1.2.1 Oracle Machine Learning for R Architecture for Oracle AI Database

OML4R has a client/server architecture based on Oracle AI Database and Oracle Client.

R engines run on the server computer and on each client computer. OML4R supports three key capabilities:

  • R Transparency

    OML4R packages on the client support R transparency, which enables Oracle tables to appear "transparently" as native R objects. OML4R packages provide transparent access to Oracle AI Database tables and views, enabling users to call standard R functions, which are translated into SQL transparently to the user for in-database execution.

  • Predictive Analytics and Machine Learning

    OML4R supports a wide range of parallel and distributed algorithms supporting predictive analytics and machine learning. This enables both scalability and improved performance, while leveraging a convenient R interface to in-database and database server-side algorithms.

  • Embedded R Execution

    OML4R packages, libraries, and R and SQL APIs on the server support the execution of user-defined R functions within SQL queries and PL/SQL statements. Embedded R execution spawns R engines that can run in parallel, for data-parallel and task-parallel execution. With embedded R execution, you can run user-defined R functions, possibly leveraging third-party packages.
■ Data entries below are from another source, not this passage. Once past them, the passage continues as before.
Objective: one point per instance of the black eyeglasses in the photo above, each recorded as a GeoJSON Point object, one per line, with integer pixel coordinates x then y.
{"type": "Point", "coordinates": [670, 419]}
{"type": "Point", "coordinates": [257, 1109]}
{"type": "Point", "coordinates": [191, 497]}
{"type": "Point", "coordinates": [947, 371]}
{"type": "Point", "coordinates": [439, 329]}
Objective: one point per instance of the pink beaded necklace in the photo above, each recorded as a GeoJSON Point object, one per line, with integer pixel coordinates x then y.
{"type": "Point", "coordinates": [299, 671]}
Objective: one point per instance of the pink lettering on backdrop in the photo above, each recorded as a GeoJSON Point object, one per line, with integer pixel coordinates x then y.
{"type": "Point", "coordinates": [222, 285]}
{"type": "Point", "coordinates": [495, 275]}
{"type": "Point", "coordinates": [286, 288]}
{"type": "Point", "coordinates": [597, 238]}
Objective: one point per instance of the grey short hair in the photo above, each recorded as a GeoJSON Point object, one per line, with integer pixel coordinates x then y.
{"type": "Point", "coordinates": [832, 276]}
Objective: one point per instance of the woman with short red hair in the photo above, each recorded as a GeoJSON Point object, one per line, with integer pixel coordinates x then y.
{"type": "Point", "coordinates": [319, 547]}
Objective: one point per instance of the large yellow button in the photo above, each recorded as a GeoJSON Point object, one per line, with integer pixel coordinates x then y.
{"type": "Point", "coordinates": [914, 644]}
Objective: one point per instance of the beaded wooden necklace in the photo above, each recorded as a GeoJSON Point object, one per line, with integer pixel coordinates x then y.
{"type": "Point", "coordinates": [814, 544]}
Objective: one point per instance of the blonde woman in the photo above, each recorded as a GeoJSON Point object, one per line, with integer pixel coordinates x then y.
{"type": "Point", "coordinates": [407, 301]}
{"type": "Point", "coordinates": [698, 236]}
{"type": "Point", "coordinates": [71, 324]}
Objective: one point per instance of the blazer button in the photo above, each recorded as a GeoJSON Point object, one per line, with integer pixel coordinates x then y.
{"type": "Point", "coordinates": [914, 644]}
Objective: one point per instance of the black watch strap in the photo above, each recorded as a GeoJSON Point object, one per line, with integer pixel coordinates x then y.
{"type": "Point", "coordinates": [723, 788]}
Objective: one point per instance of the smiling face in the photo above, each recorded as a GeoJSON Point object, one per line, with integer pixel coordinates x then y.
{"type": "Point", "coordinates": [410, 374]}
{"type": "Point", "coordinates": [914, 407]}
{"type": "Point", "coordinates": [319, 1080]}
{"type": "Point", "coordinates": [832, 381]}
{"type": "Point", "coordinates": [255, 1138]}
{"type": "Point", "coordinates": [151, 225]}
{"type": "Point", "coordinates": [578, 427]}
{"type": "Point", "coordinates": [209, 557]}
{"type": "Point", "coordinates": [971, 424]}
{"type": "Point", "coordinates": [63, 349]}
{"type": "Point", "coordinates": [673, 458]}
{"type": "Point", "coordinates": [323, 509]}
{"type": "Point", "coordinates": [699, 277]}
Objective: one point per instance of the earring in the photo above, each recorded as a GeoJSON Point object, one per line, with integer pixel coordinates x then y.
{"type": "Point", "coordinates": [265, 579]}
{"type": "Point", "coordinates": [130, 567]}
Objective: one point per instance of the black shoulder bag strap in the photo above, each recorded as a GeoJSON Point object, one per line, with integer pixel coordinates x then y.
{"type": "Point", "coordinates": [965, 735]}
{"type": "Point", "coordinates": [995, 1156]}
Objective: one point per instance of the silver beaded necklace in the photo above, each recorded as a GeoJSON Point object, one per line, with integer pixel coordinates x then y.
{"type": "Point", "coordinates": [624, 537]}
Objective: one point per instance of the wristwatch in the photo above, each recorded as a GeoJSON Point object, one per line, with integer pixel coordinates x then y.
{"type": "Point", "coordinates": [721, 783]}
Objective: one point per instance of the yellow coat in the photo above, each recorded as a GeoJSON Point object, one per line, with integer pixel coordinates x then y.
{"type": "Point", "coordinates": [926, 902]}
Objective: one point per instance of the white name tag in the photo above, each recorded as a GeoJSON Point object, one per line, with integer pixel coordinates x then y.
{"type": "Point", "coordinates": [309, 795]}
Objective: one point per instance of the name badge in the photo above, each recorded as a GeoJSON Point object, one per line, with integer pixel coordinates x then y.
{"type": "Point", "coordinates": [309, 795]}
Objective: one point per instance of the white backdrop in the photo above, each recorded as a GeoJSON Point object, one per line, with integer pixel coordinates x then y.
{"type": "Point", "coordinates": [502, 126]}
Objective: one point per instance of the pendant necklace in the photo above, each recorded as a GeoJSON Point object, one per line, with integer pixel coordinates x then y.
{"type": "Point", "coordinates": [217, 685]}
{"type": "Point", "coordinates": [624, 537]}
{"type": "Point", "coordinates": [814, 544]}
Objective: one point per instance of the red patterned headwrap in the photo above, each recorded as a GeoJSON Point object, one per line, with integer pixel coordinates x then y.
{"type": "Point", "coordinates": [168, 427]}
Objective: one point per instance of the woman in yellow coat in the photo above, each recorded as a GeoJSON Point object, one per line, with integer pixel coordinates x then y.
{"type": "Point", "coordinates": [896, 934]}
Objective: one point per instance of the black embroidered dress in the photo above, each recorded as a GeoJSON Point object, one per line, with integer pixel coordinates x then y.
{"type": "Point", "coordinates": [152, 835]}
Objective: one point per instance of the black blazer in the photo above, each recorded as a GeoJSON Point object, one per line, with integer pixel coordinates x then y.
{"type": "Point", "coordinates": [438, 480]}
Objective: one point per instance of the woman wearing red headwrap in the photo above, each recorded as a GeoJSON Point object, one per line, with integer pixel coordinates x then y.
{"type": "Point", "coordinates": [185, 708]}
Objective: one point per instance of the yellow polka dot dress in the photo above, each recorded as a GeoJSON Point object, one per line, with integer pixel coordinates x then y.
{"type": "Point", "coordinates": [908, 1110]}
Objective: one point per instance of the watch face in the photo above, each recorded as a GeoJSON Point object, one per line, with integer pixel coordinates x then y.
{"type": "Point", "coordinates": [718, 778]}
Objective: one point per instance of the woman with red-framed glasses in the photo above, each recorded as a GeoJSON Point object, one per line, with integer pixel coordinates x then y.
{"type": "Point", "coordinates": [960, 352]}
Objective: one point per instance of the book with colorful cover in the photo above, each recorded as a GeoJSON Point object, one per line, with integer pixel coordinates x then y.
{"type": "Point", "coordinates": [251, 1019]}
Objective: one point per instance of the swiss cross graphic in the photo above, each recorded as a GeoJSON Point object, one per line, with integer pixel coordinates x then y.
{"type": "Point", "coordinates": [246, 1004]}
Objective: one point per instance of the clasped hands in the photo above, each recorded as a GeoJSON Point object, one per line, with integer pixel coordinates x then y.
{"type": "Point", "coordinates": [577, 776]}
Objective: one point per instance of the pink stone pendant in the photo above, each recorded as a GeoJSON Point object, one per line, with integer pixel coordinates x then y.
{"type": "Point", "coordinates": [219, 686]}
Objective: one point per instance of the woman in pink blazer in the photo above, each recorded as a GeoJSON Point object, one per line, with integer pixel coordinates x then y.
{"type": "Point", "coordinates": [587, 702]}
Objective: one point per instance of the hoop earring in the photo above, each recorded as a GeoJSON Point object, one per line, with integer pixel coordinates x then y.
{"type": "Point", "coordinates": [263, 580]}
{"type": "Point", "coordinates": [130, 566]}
With facilities like the DBMS_SCHEDULER database package, you can schedule the execution of user-defined R functions for lights-out processing.

Figure 1-1 OML4R Client Server Architecture



The client and the server communication can take place through an OML4R SQL API. For example, SQL Developer. It can also be a configured OML4R R client.

The OML4R engines spawned from the database are R contained inside an external procedure managed by theOracle AI Database. The external procedure is a C program called by the database. It acts as a bridge to trigger the R engine and return the results back to the database.